Gözlerin basiretle nurlansın dilersen GAM TOZUNU "sürme çek" de ağla!”

Hz. MEVLANA...

Dün geçti gitti.Dün gibi dünün sözü de geçti.Bugün yepyeni bir söz söylemek gerek

Hz.Mevlana
 
Moderatör tarafında düzenlendi:

ceylannur

Yeni Üyemiz
Başına gelen eziyetler artıyor değil mi?Buğdayı başak olsun diye toprağa attılar.Değirmende un olsun diye ezdiler.Ekmek oldu.Dişleri ile ezdiler. Ezil ki can olasın.Can veresin.

Hz.MEVLANA

Gül o güzel kokuyu diken ile hoş geçindiği için kazandı...

Hz. Mevlana

Dünya pazarının sermayesi altındır. Öte âlemin sermayesi ise; aşk ve daim nemli iki göz.
Gönlüm bağdır, gözüm bulut. Bulut ağladı mı bağ yeşerir.
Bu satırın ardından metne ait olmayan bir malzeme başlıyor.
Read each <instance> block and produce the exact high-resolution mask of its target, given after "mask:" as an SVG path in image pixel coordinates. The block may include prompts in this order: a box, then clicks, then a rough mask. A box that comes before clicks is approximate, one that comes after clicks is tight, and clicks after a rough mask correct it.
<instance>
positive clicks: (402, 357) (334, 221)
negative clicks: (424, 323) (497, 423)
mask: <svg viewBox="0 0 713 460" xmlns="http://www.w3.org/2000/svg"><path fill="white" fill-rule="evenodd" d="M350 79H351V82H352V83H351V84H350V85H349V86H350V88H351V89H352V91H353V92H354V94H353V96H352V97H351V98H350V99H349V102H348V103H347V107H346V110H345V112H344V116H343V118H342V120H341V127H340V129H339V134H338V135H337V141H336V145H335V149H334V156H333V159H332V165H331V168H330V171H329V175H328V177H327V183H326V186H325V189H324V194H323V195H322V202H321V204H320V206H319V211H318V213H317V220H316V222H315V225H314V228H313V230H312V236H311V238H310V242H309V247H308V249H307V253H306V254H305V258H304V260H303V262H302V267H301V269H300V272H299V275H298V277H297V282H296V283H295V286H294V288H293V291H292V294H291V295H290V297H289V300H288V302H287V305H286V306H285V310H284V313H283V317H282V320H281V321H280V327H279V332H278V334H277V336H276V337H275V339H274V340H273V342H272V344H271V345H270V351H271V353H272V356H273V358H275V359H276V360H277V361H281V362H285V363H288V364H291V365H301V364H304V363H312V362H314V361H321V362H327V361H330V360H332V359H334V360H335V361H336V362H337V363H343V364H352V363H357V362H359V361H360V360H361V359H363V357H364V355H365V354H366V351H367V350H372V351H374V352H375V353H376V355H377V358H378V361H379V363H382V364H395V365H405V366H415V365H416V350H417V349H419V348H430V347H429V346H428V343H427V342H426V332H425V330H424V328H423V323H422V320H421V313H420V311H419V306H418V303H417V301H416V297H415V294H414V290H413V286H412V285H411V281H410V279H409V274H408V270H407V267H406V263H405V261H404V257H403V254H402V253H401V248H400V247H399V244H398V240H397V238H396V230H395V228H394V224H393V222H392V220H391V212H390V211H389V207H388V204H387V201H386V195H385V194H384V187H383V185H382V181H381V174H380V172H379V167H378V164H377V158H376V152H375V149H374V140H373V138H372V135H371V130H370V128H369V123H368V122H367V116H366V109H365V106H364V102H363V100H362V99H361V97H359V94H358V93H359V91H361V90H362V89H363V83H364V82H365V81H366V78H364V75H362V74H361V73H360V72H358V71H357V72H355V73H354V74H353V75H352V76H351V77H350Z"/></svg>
Mum gibi yaş dök ki gönül evin aydınlansın..

HZ . MEVLANA
 
Moderatör tarafında düzenlendi:

ceylannur

Yeni Üyemiz
Aşk topuklarından etine kadar işlemiş bir nasırdır.
Ya canın acıya acıya adım atacaksın ya da canını acıta acıta söküp atacaksın.
Her iki yolda da tek bir gerçek olacak.
Canın çok ama çok acıyacak.”

Hz. Mevlana
 
Moderatör tarafında düzenlendi:

ceylannur

Yeni Üyemiz
Ayağın kırıldı diye üzülme.
Allah sana belki kanat verecek.

Kuyu dibinde kaldın diye kırılma
belki oradan bile bir kapı açılır.

Yusuf kuyudan sultan oldu.."

Mevlana Celaleddini Rûmi
 
Moderatör tarafında düzenlendi:

ceylannur

Yeni Üyemiz
Ne olurdu, seninle tatlılaşsaydım; yaşayış zaten acı.
Ne olurdu, sen razı olsaydın benden de, herkes kızsaydı bana.
Ne olurdu, seninle aram düzgün olsaydı da bütün alemlerle aram açılsaydı, dünya yıkılıp yansaydı.
Sen beni sevdikten sonra malın mülkün değeri mi olur? Zaten toprak üstünde ne varsa hepsi de toprak olacaktır.
 
Moderatör tarafında düzenlendi:

ceylannur

Yeni Üyemiz
Aşıklarla başa çıkacak gücün yoksa eğer... Aşka öyleyse ne diye hayret ediyorsun etme...
 
Moderatör tarafında düzenlendi:

ceylannur

Yeni Üyemiz
Yoksulluğu anladık da sevmek neden kıt kanaat? Yoksa yürekler mi yoksul kimler biçmiş Aşk' a fiyat?